In October 2001, CMC was privatized by the GoI, and was divested to a leading Indian IT firm, Tata Consultancy Services (TCS), which is the largest software services company in Asia.

In 1977, the Janata Party government took office in India. US-based MNCs which were operating in India were told to shut shop and ship out. IBM was one of the companies told to leave. In 1978, CMC took over the maintenance of IBM installations at over 800 locations around India. Subsequently, it also took over the maintenance of computers supplied by other (non-IBM) foreign players.

As early as 1980, CMC anticipated the way the world was moving and noted the market requirement for IT system improvements. It directed its efforts to respond to the government's activities and needs for such services. 'Project Interact' (International Education and Research for Applications of Computer Technology), a United Nations project involving design, development, and systems-engineering of computer-based systems applications in the areas of power distribution, railway freight operations management and meteorology transitioned the company from a hardware maintenance company to a broad IT solutions provider. CMC later expanded its services to systems integration, interfacing, installation, commissioning, software development, as well as education and training. CMC's R&D facility was set up in 1982 at Hyderabad.
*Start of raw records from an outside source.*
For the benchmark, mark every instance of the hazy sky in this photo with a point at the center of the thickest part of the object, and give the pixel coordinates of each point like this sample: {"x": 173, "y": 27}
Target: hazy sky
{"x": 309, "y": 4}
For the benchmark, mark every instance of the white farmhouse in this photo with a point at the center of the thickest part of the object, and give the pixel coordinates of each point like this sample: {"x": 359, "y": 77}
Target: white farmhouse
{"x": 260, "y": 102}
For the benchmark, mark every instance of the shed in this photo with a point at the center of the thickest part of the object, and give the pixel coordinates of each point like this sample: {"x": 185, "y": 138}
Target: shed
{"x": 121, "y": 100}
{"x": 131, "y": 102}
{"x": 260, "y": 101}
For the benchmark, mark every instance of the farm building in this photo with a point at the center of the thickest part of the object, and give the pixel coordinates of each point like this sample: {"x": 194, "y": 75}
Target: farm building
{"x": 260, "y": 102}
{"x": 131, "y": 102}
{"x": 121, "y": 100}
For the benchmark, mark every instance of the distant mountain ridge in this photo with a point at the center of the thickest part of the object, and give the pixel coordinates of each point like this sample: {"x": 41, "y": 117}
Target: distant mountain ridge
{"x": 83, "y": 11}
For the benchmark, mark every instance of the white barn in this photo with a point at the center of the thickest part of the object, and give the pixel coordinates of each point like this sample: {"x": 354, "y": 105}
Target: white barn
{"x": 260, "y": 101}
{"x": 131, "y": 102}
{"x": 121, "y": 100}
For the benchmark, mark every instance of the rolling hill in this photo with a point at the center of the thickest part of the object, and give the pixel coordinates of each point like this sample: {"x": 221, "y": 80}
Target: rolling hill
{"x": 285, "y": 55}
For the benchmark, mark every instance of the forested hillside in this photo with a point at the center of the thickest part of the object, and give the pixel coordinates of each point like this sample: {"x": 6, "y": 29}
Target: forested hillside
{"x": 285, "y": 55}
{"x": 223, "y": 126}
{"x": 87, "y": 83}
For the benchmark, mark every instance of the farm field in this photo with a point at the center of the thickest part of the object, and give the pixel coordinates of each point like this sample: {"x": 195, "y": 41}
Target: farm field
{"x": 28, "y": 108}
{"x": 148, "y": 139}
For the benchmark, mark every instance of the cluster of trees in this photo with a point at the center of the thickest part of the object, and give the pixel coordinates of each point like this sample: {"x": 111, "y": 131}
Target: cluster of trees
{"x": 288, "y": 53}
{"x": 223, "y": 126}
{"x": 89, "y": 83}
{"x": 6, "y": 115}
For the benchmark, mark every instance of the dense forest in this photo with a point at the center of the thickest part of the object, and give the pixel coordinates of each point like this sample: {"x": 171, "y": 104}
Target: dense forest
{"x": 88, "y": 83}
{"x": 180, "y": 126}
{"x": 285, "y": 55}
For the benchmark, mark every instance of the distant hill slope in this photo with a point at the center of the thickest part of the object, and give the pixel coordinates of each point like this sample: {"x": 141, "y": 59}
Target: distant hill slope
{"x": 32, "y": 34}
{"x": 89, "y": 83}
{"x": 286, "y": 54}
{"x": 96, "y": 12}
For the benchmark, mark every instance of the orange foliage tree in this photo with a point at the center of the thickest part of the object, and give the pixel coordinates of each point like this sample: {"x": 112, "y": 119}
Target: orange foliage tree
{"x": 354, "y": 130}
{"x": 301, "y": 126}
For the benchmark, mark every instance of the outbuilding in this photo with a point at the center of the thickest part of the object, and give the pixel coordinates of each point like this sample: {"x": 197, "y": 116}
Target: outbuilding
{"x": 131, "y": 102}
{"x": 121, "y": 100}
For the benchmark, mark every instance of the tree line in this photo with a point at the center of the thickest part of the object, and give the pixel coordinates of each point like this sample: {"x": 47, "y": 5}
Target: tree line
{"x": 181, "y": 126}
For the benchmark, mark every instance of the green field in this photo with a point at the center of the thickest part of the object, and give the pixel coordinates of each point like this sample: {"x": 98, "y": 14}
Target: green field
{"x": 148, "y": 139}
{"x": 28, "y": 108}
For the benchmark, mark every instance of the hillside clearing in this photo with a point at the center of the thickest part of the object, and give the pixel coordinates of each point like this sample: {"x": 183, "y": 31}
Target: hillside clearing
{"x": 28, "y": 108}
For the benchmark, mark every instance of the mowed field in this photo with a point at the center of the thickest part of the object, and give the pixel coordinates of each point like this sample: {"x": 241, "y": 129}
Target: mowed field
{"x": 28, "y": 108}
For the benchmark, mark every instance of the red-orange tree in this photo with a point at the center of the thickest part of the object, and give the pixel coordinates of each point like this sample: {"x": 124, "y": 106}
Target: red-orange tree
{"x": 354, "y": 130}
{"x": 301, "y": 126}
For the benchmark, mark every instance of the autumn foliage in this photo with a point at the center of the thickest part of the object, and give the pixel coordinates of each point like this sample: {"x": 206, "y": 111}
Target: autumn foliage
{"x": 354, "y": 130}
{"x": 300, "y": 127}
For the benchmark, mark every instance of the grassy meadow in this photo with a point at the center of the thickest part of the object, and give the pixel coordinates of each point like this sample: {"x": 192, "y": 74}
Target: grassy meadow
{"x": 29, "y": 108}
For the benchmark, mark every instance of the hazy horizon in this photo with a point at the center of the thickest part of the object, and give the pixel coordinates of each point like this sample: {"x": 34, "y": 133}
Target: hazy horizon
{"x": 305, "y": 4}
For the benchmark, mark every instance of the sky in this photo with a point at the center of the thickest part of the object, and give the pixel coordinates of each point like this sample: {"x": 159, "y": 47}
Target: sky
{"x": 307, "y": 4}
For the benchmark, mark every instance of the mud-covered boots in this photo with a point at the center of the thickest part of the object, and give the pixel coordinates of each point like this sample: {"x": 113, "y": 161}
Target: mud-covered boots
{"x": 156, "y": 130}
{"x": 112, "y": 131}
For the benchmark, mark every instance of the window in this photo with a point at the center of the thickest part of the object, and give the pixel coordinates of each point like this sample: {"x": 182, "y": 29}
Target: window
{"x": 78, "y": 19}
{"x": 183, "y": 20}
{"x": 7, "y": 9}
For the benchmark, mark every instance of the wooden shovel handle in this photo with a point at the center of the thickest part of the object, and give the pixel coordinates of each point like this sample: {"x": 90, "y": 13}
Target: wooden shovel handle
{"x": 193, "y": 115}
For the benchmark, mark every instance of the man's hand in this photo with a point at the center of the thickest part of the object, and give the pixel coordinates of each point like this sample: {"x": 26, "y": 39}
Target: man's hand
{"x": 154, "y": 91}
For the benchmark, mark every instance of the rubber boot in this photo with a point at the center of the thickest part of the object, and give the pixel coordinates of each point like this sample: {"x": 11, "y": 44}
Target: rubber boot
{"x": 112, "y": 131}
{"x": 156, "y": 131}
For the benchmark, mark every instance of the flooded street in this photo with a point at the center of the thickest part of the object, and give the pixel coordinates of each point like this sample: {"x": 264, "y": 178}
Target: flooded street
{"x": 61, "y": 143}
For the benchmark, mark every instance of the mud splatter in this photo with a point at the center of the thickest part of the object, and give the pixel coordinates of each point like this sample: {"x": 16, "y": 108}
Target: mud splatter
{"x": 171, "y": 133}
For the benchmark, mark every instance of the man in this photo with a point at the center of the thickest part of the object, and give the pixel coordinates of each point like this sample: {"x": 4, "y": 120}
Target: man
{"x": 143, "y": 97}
CMC was renamed CMC Limited (Computer Maintenance Corporation) in August 1984. CMC Limited has the credit of introducing computer applications at a mass scale in the late 80s with its design and deployment of Indian Railways Reservation System IMPRESS (Integrated Multi-train Passenger Reservation System) in New Delhi on 15 October 1985. It went on to become a huge success, eventually deployed all over India, serving over half a million transactions every single day and cutting wait times for passengers drastically. CMC also followed it up with the design of ARTS (Advanced Railway Ticketing System) for unreserved ticketing.

Following a spurt in the global demand for IT services in the early 1990s, particularly in the United States, CMC decided to expand its operations and market its product and service offerings in these markets. Towards this end, in 1991, CMC acquired Baton Rouge International Inc, USA (it was subsequently renamed CMC Americas, Inc, in 2003), one of the first cross-border acquisitions by an Indian IT firm.
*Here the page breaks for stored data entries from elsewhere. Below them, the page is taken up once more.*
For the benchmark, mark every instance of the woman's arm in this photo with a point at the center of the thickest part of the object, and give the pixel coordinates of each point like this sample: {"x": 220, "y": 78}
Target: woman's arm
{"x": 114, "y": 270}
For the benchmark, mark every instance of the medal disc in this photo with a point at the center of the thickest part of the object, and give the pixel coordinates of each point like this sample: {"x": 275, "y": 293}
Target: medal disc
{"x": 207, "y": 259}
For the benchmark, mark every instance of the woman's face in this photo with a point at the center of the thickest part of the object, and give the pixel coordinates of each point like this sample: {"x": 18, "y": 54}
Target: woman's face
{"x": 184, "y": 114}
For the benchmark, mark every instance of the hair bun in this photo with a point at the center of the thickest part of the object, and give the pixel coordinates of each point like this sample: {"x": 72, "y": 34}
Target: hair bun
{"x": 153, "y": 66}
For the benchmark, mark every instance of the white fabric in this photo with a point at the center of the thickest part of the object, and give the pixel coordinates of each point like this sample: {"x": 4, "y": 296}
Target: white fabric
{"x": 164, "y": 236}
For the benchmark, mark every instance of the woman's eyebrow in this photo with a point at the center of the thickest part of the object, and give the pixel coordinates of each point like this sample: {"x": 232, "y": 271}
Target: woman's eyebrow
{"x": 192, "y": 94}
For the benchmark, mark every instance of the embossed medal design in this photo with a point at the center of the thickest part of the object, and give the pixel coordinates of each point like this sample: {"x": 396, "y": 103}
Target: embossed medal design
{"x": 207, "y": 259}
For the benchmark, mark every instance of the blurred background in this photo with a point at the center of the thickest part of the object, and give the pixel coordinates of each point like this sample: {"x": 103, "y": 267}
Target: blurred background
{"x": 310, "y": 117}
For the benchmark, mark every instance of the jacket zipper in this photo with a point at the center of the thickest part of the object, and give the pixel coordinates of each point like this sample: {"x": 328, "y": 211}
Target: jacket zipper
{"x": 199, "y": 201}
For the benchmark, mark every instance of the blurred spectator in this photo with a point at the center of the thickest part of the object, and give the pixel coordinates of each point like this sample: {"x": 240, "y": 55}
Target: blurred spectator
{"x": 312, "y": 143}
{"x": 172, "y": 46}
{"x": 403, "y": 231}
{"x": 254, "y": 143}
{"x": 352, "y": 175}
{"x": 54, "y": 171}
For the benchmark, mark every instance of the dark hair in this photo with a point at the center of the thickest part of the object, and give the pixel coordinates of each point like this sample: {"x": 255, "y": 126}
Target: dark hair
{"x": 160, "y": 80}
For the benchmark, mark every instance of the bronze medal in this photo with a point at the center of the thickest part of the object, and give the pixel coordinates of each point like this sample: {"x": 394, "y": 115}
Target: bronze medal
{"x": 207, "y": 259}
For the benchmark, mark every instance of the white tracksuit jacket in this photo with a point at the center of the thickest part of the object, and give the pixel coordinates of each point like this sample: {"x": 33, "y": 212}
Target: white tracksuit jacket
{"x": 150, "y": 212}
In 1992, the Indian government divested 16.69 per cent of CMC's equity to the General Insurance Corporation of India and its subsidiaries who, in turn, sold part of their stake to the public in 1996. In 1993, CMC's shares were listed on the Hyderabad Stock Exchange and the Bombay Stock Exchange (BSE).

To service and develop its clientele in the UK and Europe, CMC opened a branch office in London in 2000.

===Privatization===
In 2001, the government divested 51 percent of CMC's equity to Tata Sons Ltd, through a strategic sale, and CMC became a part of the Tata group.

In 2003, in line with its strategy of offering its products and services globally, CMC opened a branch office in Dubai to tap the hitherto unexplored markets of West Asia and Africa.

In 2004, the government disinvested its remaining 26.5 per cent stake in CMC to the public.

On 16 October 2014, thirteen years after the Tatas had acquired a majority stake in CMC, the Board of Directors of CMC decided to merge the company into Tata Consultancy Services Limited. The merger took effect on 1 October 2015.
CMC employees become TCS employees with same CMC daily wage package.